Considering that Mike Portnoy is the man who wrote the goddamn AA Suite, and most of Dream Theater's songs since, like, 2002 (ya know... back when they were sticking, like, 2 or 3 20-minute songs on each album?), hearing Mike revert to the generic verse-chorus-verse-chorus-solo-chorus structure is appalling. I mean, I understand if he wants to do something different, except for the fact that the shit on this EP is not anything different from, say, Godsmack or Disturbed. Remember when Dream Theater did nu-metal for the album Train of Thought and how much that kicked ass? That's what this band could and should have sounded like. A whole album of "As I Am"s and "Honor Thy Father"s. Man, that would have been awesome. *snaps back to reality* Oh, yeah, this shit. Ugggh...
The songs themselves aren't bad, just underwhelming as fuck. Okay, fine, they're bad, too. The only songs really of note are "Psychosane" and the Black Sabbath cover "The Mob Rules," and one of them is only of note because of how batshit insane (or should I say... Psycho--- oh, wait, I used that joke already) it is. "Psychosane," I can even begin to... What? That fucking solo! It's all over the place! And not even in the John Petrucci way where it's just so fast, you can't believe what you just heard, there are so many sound effects and techniques used in those 30 seconds or so, you really don't know what hit you. "Oh, hey, that's cool--- Whoa, wait, what's he doing now? Oh, that sounds cool, too--- Oh, WHAT NOW?!" And the Mike Portnoy spoken part... No. We shan't speak of it again. As if there wasn't enough of that shit in Dream Theater, Mike had to bring one of the worst aspects of modern Dream Theater with him when he left? He REALLY thinks this is somehow gonna catch on? IT'S NOT, MIKE, LEAVE THE MICROPHONE ALONE! Geez, Guitar Hero was right: "Don't give the drummer the mic. It'll just end in tears." Also, "Psychosane" has the only even vaguely memorable chorus on the EP. The rest is, like I said, modernized, whammy-abusing, cliched nu-rock with nothing new added to the table besides more technical drumming, more technical guitar, and a better singer (who unfortunately sucks here).
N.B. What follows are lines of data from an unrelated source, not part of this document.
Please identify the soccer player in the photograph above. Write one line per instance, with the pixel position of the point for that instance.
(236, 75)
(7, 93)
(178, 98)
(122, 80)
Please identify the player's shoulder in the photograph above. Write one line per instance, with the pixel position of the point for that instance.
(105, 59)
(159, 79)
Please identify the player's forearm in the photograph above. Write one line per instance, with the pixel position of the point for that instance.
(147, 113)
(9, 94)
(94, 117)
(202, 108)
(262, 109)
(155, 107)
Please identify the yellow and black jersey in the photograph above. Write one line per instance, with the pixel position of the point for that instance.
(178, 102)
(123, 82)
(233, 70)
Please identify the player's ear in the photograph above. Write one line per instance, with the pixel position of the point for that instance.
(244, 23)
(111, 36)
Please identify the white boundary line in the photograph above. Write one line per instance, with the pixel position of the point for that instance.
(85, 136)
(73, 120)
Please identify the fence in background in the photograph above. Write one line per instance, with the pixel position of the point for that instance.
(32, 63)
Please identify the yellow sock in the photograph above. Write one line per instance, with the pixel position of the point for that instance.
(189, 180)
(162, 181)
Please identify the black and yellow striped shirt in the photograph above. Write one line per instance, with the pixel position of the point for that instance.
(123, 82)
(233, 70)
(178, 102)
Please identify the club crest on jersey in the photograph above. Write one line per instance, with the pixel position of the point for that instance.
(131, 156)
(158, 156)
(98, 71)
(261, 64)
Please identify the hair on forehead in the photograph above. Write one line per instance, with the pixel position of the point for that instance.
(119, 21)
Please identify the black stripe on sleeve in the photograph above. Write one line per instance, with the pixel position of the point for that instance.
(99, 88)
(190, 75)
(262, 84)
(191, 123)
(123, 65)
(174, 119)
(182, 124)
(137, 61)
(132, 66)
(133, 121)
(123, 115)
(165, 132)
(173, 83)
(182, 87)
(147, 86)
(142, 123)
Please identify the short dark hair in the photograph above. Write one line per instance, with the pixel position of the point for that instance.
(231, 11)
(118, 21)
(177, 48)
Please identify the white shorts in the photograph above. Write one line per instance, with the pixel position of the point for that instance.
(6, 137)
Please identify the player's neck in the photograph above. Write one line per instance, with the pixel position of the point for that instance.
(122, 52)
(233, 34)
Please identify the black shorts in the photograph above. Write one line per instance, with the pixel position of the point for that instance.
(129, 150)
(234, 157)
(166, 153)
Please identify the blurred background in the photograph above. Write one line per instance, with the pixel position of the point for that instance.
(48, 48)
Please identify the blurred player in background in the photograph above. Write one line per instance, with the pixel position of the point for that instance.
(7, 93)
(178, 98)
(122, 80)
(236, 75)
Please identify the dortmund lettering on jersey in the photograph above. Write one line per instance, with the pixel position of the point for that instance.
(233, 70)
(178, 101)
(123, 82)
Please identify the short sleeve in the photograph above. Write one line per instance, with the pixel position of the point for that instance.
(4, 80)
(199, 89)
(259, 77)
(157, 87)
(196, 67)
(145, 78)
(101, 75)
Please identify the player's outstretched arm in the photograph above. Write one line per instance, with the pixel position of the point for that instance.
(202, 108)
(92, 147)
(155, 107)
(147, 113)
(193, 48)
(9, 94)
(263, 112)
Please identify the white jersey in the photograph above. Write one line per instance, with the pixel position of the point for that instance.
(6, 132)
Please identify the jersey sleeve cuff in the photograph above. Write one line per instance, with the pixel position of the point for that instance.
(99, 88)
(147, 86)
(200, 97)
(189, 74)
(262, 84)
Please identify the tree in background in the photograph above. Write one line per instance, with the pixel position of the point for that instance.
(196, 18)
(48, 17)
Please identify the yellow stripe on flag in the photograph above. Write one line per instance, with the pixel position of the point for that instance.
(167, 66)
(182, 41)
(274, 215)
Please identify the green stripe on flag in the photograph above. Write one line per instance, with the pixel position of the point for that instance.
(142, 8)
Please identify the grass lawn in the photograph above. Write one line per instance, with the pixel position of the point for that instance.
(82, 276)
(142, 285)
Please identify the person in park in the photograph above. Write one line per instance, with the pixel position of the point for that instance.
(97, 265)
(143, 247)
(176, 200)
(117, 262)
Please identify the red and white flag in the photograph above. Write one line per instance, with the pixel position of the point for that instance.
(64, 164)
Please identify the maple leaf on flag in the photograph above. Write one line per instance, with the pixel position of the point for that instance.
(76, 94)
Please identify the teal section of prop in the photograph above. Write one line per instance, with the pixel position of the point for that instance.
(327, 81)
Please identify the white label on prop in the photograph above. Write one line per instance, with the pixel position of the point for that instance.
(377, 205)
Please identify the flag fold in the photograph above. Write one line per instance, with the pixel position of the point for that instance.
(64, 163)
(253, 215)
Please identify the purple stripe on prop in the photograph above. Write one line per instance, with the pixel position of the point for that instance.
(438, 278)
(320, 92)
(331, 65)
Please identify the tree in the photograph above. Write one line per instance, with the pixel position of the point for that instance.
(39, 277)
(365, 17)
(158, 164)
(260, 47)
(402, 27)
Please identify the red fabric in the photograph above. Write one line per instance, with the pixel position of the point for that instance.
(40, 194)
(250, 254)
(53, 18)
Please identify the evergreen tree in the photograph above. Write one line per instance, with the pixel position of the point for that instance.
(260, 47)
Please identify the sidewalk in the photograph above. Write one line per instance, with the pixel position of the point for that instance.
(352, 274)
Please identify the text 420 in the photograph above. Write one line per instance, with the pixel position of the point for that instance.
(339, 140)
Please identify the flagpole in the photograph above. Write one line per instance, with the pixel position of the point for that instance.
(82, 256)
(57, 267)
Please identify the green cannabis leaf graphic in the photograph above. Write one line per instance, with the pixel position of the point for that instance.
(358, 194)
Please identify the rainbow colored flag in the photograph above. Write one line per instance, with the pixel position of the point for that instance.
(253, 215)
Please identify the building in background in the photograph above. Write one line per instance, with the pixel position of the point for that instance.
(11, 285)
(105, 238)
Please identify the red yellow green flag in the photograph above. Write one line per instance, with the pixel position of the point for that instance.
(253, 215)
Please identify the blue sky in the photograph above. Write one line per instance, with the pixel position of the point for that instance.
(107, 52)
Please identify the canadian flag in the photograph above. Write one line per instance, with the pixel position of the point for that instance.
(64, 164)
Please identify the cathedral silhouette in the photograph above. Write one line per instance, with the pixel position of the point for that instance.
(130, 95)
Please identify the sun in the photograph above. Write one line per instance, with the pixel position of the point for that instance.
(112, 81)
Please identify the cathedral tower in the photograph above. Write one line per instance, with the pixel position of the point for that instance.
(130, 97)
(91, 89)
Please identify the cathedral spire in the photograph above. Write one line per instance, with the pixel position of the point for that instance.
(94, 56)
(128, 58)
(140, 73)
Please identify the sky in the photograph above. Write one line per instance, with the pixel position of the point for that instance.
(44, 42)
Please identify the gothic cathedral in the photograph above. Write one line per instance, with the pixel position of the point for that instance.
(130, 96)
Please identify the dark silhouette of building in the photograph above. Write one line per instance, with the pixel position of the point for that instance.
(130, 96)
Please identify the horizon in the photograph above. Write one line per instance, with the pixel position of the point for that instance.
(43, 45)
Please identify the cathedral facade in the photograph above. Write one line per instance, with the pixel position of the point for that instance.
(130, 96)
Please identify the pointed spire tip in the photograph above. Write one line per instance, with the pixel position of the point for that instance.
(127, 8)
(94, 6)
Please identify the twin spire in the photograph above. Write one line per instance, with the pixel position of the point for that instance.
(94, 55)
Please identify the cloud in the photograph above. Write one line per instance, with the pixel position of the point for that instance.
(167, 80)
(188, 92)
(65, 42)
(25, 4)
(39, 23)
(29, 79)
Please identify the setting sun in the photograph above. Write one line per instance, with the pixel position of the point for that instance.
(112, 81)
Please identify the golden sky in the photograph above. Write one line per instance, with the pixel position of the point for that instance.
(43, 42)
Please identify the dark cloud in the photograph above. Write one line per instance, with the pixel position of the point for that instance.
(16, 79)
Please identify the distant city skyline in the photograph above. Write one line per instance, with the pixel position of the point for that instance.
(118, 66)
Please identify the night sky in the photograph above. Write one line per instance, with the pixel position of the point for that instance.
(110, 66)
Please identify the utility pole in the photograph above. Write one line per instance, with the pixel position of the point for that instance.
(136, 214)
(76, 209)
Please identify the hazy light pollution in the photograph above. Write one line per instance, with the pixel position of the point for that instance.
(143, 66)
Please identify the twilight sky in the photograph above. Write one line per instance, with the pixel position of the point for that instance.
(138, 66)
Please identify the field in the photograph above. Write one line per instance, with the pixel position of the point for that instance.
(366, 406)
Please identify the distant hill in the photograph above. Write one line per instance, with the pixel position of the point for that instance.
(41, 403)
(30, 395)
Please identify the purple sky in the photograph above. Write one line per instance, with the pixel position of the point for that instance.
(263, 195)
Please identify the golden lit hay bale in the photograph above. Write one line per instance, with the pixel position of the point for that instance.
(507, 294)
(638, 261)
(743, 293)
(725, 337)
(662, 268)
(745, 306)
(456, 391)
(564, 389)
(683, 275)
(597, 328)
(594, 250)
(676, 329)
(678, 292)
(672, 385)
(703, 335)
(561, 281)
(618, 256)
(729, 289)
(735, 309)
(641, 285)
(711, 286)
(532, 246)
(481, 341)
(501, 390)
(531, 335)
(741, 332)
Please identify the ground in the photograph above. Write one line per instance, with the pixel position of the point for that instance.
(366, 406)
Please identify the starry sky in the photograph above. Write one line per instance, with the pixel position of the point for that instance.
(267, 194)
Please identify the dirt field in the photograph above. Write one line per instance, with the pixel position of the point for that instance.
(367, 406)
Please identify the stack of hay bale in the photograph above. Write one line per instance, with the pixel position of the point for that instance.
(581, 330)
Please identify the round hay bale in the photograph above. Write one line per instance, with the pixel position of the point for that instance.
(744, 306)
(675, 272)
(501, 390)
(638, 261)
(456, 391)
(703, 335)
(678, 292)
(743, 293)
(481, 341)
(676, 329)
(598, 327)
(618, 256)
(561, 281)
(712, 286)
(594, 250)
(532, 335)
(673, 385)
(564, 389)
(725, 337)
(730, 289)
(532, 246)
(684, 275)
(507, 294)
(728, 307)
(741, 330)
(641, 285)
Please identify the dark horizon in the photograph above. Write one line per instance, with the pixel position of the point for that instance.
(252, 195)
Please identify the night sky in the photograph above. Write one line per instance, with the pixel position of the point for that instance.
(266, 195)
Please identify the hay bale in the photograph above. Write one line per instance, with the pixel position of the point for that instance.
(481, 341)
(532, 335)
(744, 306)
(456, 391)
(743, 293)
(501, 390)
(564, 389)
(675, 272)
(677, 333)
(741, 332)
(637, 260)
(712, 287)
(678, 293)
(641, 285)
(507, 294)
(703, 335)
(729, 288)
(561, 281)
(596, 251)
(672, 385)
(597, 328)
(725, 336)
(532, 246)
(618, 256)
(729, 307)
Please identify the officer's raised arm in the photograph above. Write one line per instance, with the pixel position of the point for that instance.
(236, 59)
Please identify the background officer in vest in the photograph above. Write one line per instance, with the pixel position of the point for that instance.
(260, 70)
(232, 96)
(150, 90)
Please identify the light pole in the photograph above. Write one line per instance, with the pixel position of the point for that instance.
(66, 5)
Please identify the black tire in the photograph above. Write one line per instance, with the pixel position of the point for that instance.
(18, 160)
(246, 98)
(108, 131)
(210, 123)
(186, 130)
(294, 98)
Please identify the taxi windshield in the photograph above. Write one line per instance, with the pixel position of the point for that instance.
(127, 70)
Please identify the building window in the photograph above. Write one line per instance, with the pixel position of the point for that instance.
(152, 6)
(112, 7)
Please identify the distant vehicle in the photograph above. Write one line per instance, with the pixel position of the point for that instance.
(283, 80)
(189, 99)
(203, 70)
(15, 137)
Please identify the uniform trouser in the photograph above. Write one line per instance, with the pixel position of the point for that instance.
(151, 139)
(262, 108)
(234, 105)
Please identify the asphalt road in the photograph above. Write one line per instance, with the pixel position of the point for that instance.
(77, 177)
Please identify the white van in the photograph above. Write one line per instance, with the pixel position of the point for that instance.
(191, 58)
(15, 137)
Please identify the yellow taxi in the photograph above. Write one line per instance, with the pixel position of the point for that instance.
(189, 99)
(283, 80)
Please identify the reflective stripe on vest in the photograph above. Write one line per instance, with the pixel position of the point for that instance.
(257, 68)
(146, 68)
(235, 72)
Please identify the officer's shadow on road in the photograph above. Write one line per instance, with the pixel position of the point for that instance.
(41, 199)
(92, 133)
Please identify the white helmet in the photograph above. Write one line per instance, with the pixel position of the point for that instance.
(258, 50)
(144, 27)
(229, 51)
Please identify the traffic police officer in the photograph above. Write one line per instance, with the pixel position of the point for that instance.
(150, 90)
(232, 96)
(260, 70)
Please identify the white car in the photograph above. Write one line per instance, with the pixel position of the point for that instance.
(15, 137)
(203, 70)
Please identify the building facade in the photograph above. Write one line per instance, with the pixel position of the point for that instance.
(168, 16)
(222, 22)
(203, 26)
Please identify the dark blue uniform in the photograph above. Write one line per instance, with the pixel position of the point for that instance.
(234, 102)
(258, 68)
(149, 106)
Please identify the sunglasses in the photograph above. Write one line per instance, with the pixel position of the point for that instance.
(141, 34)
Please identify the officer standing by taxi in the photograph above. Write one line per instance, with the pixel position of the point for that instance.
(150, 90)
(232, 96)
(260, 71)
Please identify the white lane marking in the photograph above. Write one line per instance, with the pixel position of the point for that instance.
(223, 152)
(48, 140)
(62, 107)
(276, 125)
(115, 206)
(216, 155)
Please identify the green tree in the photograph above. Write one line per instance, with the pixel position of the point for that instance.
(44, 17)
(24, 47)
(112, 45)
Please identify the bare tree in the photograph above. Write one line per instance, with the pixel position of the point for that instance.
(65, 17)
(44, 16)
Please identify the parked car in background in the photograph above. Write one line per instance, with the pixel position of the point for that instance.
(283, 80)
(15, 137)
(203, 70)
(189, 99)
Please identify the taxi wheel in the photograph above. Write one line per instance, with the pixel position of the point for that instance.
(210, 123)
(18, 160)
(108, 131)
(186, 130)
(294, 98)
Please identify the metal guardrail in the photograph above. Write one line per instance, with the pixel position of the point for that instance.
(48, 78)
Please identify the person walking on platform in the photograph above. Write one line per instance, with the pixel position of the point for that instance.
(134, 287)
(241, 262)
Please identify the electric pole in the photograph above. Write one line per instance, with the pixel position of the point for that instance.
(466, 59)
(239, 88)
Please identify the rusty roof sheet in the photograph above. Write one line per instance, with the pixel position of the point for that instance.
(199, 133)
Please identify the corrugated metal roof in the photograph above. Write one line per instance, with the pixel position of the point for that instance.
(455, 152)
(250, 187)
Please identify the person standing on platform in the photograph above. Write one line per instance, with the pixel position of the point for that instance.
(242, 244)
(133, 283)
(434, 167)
Except... "The Mob Rules!" YES! That's what this project should have been! A traditional heavy metal cover band! This cover fucking kicks ass! No pinch harmonics, no downtuning, no bullshit, just the best of old-school heavy metal with one of the best modern singers at the helm! You can actually FEEL energy coming from this song! Russell Allen's Dio impression serves purpose! Hearing this cover makes me think of so many other covers they could do... Maybe some Rush (and then I can finally hear somebody singing Rush without my balls shrinking! ZING! Naw, but Rush is cool), some Scorpions, some Dio solo stuff ("YOU ARE A RAINBOW IN THE DAAAAAARK!"), maybe even Saxon? Budgie! "BREAAAADFAN, OPEN UP YOUR MIND, OPEN UP YOUR PURSE, OPEN UP YOUR BONES, NEVER GONNA LOOOOOSE IT!" That cover of "The Mob Rules" just opens up so many opportunities that are all probably gonna go unrealized if Mike Portnoy doesn't realize that this "me, too!" nu-rock garbage isn't gonna get him anywhere.